Optimising the campaign
Once you know which sources of data are performing best for your campaign, you can begin to optimise to reflect this. You can cap data from the worst performing sources and take as much data you can from the better performing sources.
You can also increase the CPL on the best-performing sites, allowing suppliers to get you more volume because your question will be pushed further up the survey path and therefore seen by more people, giving you a higher opt-in volume.
The survey path rules are always going to be based on what makes the 3rd party supplier the most money and the engagement of the question will also be a big factor in this.
Another way (and my preference) is to work with the suppliers to make your question and campaign are as engaging as possible. This means reducing the number of questions asked, making the wording as clear but concise as possible, using familiar language and making any images of high quality.
The way the images are presented, and overall aesthetics of the question, will go a long way to catching their eye and opting into your request.
It is very important to note, that while you want people to opt-in as much as possible to sources that are performing well, the consent must still meet the standards outlined by the ICO.
For further advice on how to make your CTA’s as engaging as possible, please read Marc Bowers’ blog.
Making it perform
Once you know the channel works for you and you are optimising it from the supplier end as much as possible, it’s important to make sure that you are using the data to its full potential.
Make the contact strategies for both telephone and email, dependent on what your permission allows you to use, as effective as possible. And look at optimising your messaging or scripts to drive the most conversions!
If your messaging within the question itself is clear, theoretically people should want to hear from you and should be interested in a product or service from you, so don’t lose them now!
Contacting individuals with the right message, following on from the original basis of consent they opted in to receive communications from you, means that you have a much higher chance of converting them from prospect to customer. Communicating with them as soon as possible is also key, as discussed above.
Who is activating this campaign?
Are you (as the client) running the campaign directly with a supplier? And are they a service provider or a sales agency, with the service capabilities as a bolt on?
Unless what you are currently doing is working well, it could be worth using a pure service provider agency to carry out the campaign on your behalf.
Due to the amount of work involved, the market knowledge required, and high level of due diligence necessary under GDPR, it’s important to get every single detail correct to ensure you’re operating in line with the new policy while maximising the potential results.
This channel can perform really well, in terms of generating a good volume of compliant data and achieving a good CPA. However, you do really need to be advertising a product and offer that is relevant for these sites and their audiences, to really get the most out of it as a channel. The product really must be accessible and useable by the sites audiences; Utilities, Teleco’s and Retail, tend to be the sectors that thrive the most in this space.
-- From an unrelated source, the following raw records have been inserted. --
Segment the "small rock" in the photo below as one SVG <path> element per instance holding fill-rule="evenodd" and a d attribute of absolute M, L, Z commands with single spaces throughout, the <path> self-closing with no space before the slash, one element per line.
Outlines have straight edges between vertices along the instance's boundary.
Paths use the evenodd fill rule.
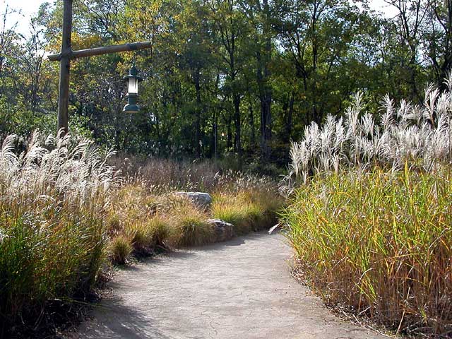
<path fill-rule="evenodd" d="M 184 196 L 200 208 L 208 209 L 212 205 L 212 197 L 208 193 L 203 192 L 177 192 L 177 196 Z"/>
<path fill-rule="evenodd" d="M 215 229 L 215 242 L 225 242 L 234 237 L 234 225 L 220 219 L 208 219 L 207 222 Z"/>

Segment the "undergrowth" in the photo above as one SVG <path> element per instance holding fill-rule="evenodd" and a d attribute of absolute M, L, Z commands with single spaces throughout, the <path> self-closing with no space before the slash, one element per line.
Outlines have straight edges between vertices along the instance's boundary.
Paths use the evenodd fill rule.
<path fill-rule="evenodd" d="M 311 124 L 280 189 L 297 275 L 329 304 L 405 333 L 452 333 L 452 76 L 424 106 L 361 97 Z"/>

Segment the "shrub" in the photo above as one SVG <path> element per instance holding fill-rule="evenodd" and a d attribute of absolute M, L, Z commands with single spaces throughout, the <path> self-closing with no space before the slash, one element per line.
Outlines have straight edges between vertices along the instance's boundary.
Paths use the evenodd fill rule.
<path fill-rule="evenodd" d="M 113 169 L 85 140 L 35 132 L 0 150 L 0 323 L 34 323 L 49 300 L 88 292 L 105 256 Z M 1 331 L 0 329 L 0 331 Z"/>
<path fill-rule="evenodd" d="M 186 203 L 172 210 L 173 241 L 179 246 L 200 246 L 215 241 L 212 225 L 206 222 L 207 216 L 194 205 Z"/>
<path fill-rule="evenodd" d="M 118 235 L 110 241 L 110 258 L 113 263 L 125 265 L 129 259 L 133 247 L 130 238 L 125 235 Z"/>
<path fill-rule="evenodd" d="M 282 199 L 274 193 L 259 189 L 217 193 L 213 196 L 213 218 L 230 222 L 237 234 L 263 230 L 277 221 L 276 211 Z"/>

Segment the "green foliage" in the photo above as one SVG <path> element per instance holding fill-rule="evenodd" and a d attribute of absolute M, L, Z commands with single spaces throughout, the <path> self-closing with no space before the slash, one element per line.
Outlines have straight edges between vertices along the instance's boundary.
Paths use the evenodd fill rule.
<path fill-rule="evenodd" d="M 128 263 L 133 246 L 131 239 L 124 235 L 119 235 L 113 238 L 109 243 L 109 256 L 112 261 L 118 265 L 125 265 Z"/>
<path fill-rule="evenodd" d="M 15 136 L 0 150 L 0 331 L 90 292 L 104 262 L 103 225 L 115 174 L 86 141 Z M 39 321 L 35 326 L 39 325 Z M 8 333 L 8 332 L 7 332 Z"/>
<path fill-rule="evenodd" d="M 282 165 L 291 138 L 342 115 L 357 91 L 376 110 L 388 93 L 419 103 L 427 81 L 444 88 L 452 8 L 417 2 L 391 19 L 345 0 L 76 1 L 73 49 L 153 48 L 135 54 L 145 80 L 133 116 L 121 112 L 131 53 L 73 61 L 71 128 L 128 153 L 232 154 L 242 169 L 271 150 Z M 59 50 L 61 16 L 61 1 L 43 5 L 28 39 L 0 27 L 0 134 L 54 130 L 58 64 L 42 51 Z"/>

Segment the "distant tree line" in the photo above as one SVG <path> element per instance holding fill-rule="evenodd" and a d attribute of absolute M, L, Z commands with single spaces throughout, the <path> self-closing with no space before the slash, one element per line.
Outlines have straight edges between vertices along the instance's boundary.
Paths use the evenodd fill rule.
<path fill-rule="evenodd" d="M 452 63 L 450 0 L 387 0 L 393 18 L 348 0 L 74 0 L 73 49 L 150 40 L 153 48 L 73 63 L 70 128 L 133 153 L 234 154 L 284 163 L 304 127 L 364 93 L 422 103 Z M 358 6 L 359 5 L 359 6 Z M 0 133 L 56 129 L 62 1 L 23 37 L 0 20 Z M 135 55 L 141 112 L 122 77 Z"/>

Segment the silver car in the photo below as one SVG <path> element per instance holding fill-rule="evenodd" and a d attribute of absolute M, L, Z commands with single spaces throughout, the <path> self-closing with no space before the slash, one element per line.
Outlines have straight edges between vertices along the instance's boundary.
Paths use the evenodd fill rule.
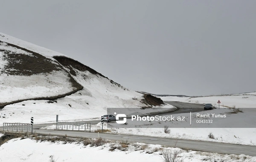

There must be a constant monitoring on the due diligence, to make sure that all the hard work is not let down by not treating individual’s privacy rights appropriately! There must also be a consistent optimisation at the supplier level, making sure you are getting the most data you can from the best performing sources, meaning that this campaign is going to be a continual moving beast! Once you have received the data, it is crucial to make sure that your acquisition contact strategy is effective and if you have the correct permissions to do so, entering them into a nursery CRM programme could also achieve fantastic results.
If you are embarking on your first co-reg lead gen campaign or are maybe changing it slightly after reading this blog, then good luck with it! It is a channel that really can work but you need to work hard to make that happen!